Edge – April 2009
Ted Dabney was the cofounder of Atari along with Nolan Bushnell. Unfortunately Nolan was the voice of the company and anything that was said concerning the company came from Nolan, whether it was true or not. Ted sold his half of the company to Nolan after two years but for the next thirty years never publicly said anything about the company.
It was Ralph Baer’s idea for me to do an article about Ted Dabney, and it was he who supplied me with Ted’s contact information. I don’t know where he got it from. At first Ted was reluctant to tell his side of Atari’s story, but after I told him about a Nolan Bushnell movie that Leonardo DiCaprio’s production company was planning, and which Ted hadn’t known about, I began to gain his confidence. I even contacted DiCaprio’s company and told them they should get in touch with Ted, but the movie died shortly afterwards.

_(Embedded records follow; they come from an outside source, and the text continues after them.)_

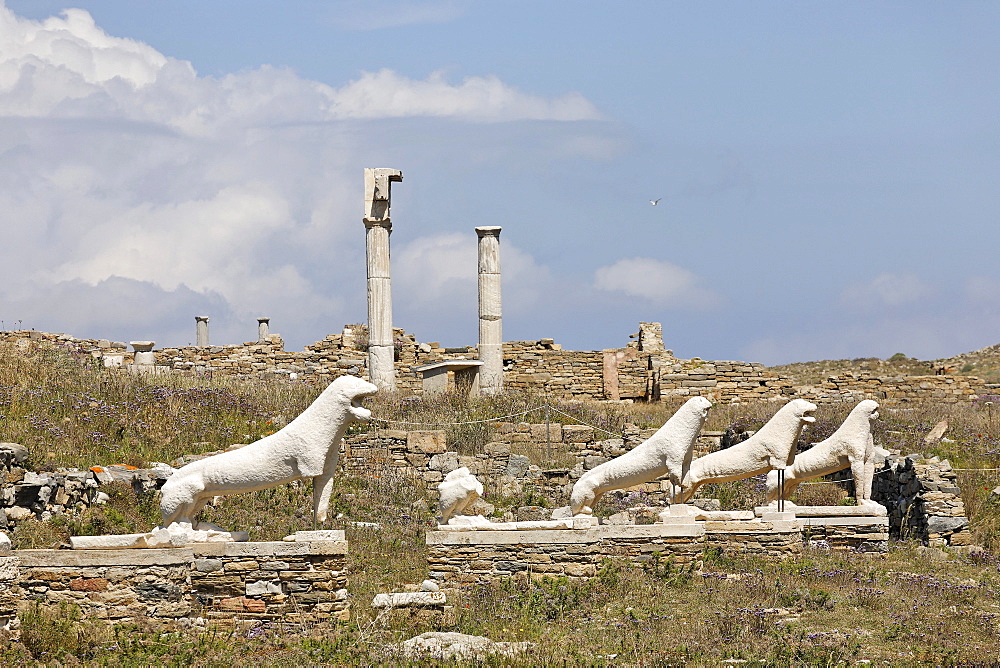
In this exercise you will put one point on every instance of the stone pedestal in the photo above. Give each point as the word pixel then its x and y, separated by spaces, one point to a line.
pixel 490 311
pixel 469 557
pixel 144 355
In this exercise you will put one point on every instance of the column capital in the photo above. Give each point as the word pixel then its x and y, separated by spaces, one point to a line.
pixel 378 183
pixel 384 223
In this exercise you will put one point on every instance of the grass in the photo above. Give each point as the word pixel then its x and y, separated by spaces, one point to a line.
pixel 820 608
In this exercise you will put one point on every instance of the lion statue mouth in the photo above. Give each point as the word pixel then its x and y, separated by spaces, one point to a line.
pixel 360 412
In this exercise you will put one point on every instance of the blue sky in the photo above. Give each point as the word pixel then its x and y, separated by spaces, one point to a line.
pixel 827 171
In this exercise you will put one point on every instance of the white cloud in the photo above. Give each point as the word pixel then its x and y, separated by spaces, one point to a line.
pixel 430 269
pixel 69 67
pixel 886 290
pixel 385 94
pixel 129 179
pixel 658 281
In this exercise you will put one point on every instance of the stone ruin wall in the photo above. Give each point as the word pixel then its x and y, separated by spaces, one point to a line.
pixel 922 495
pixel 923 500
pixel 242 584
pixel 642 370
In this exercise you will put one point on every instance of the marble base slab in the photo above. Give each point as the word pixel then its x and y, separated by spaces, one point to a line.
pixel 866 510
pixel 159 538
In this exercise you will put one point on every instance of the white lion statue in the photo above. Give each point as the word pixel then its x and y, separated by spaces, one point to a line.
pixel 851 445
pixel 308 447
pixel 772 447
pixel 667 452
pixel 458 491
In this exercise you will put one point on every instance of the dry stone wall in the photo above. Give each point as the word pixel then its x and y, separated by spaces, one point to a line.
pixel 641 370
pixel 294 582
pixel 923 500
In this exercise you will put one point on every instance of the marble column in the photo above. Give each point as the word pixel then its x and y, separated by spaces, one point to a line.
pixel 378 226
pixel 490 333
pixel 201 330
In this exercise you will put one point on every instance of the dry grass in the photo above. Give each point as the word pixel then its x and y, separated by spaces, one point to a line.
pixel 821 608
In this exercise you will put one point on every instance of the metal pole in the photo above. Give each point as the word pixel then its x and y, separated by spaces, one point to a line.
pixel 781 490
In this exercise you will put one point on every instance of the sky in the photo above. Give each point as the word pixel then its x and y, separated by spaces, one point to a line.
pixel 827 171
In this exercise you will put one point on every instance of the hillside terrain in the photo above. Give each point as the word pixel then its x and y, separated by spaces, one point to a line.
pixel 983 363
pixel 911 606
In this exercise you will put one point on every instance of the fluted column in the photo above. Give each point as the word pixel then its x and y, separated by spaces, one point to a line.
pixel 490 312
pixel 201 330
pixel 378 226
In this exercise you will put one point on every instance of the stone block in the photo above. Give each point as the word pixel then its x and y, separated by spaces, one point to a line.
pixel 88 584
pixel 426 442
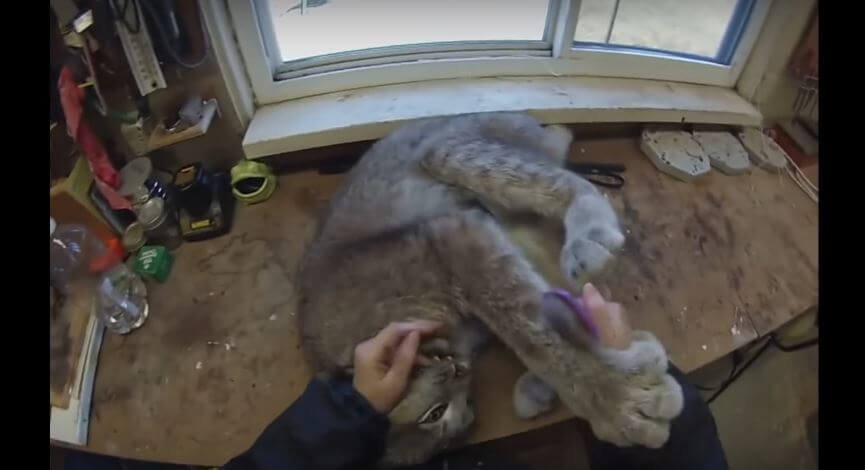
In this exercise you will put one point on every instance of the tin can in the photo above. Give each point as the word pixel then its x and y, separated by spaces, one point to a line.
pixel 160 223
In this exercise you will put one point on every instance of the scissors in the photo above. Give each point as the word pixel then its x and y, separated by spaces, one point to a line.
pixel 602 174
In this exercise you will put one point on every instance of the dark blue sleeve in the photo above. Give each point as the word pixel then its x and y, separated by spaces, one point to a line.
pixel 331 426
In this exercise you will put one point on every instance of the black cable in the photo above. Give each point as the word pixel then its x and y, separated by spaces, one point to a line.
pixel 795 347
pixel 739 372
pixel 771 341
pixel 161 33
pixel 120 14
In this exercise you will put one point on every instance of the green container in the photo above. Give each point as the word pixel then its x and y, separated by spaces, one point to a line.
pixel 154 262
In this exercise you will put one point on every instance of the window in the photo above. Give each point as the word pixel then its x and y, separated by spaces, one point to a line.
pixel 695 28
pixel 297 48
pixel 322 27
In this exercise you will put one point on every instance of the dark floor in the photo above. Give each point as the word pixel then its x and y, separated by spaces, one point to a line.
pixel 766 420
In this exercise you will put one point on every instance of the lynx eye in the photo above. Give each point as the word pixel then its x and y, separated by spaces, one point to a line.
pixel 433 414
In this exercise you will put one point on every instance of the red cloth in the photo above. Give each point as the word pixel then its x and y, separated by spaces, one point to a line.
pixel 104 174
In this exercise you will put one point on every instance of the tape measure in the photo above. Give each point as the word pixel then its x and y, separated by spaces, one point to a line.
pixel 252 182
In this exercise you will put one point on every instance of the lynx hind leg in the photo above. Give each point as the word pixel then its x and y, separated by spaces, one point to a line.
pixel 505 177
pixel 626 395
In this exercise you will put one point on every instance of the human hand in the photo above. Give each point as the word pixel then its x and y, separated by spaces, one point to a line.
pixel 383 363
pixel 614 331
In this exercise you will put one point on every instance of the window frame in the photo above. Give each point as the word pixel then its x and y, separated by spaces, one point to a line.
pixel 556 54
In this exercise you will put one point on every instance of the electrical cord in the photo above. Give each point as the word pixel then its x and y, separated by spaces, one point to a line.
pixel 162 34
pixel 119 13
pixel 735 372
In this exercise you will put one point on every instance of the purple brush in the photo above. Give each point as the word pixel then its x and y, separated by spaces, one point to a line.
pixel 579 308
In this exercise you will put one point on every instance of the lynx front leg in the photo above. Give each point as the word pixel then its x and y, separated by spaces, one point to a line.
pixel 507 177
pixel 625 395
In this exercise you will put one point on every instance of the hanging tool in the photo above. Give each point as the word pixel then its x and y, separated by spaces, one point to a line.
pixel 602 174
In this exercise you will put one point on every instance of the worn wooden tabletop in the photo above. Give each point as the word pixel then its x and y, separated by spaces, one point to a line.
pixel 708 266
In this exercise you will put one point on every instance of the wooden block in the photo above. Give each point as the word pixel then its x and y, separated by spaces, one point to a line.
pixel 764 152
pixel 70 202
pixel 675 153
pixel 725 152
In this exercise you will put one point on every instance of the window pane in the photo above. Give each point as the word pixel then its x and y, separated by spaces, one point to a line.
pixel 686 26
pixel 329 26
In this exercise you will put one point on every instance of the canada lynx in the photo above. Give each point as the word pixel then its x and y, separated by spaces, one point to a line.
pixel 415 232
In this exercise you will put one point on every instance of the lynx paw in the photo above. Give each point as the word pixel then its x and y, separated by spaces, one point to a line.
pixel 532 396
pixel 589 253
pixel 636 401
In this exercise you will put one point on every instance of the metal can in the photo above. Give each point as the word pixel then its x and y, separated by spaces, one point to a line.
pixel 160 223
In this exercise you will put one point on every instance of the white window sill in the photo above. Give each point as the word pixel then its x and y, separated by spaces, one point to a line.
pixel 371 113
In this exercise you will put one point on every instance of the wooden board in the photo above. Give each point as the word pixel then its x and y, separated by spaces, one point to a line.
pixel 701 258
pixel 68 328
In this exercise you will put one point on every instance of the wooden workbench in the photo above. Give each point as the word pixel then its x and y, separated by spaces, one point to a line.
pixel 708 266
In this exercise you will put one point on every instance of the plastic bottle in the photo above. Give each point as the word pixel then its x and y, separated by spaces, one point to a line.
pixel 82 262
pixel 73 250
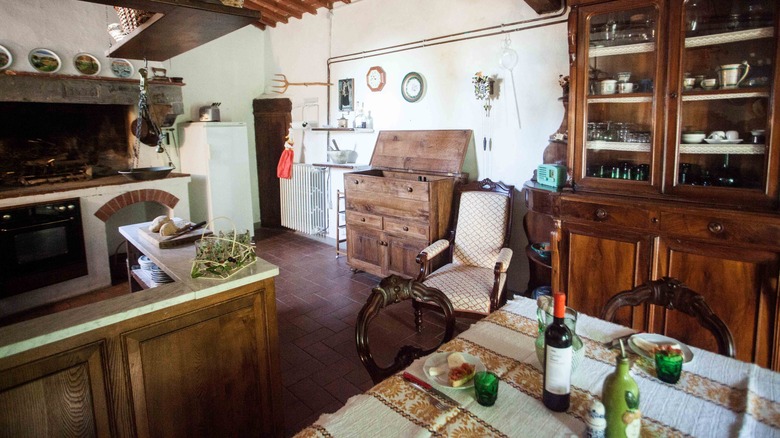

The article turned out better than I expected. Ted contradicted many of the stories that had been part of Atari lore. I had considered asking Nolan for his side of the story but then decided that Nolan had thirty years to tell his side. Now it was Ted’s turn. But how do I know that Ted had been telling me the truth? Well this was my favorite contradiction. For thirty years Nolan had been saying how he relocated his infant daughter out of her bedroom so they could turn that bedroom into a lab. Well Ted informed me that it was his daughter who had been relocated, not Nolan’s. Approximately a year after this article was published I read an interview with Nolan where he now claimed that both of their daughters had been relocated.
This article began a long friendship I had with Ted until his death in 2018. I hoped the article would bring notoriety for Ted just as my previous article had done for Ralph Baer. But Ted wasn’t really interested in the glory. He had put the videogame industry behind him years earlier. But then in early 2018, after I announced that Ted was suffering from esophagus cancer, a group from the Smithsonian Institution asked me if I could set up for them to visit Ted for an oral history from his point of view. He agreed. And then in March, 2018 he called me because he was astounded. The Smithsonian sent a group of seven people to California to interview him for eight hours. He never realized before that so many people cared about him and what he had to say.
My only regret about this article, which the British Edge published in their special 200th edition, is that it didn’t include my byline. Edge didn’t include the byline of any of the authors, although I am mentioned on the contributor page. Even when Edge posted this article in 2018 shortly after Ted’s death in May, they didn’t mention that I was responsible for it.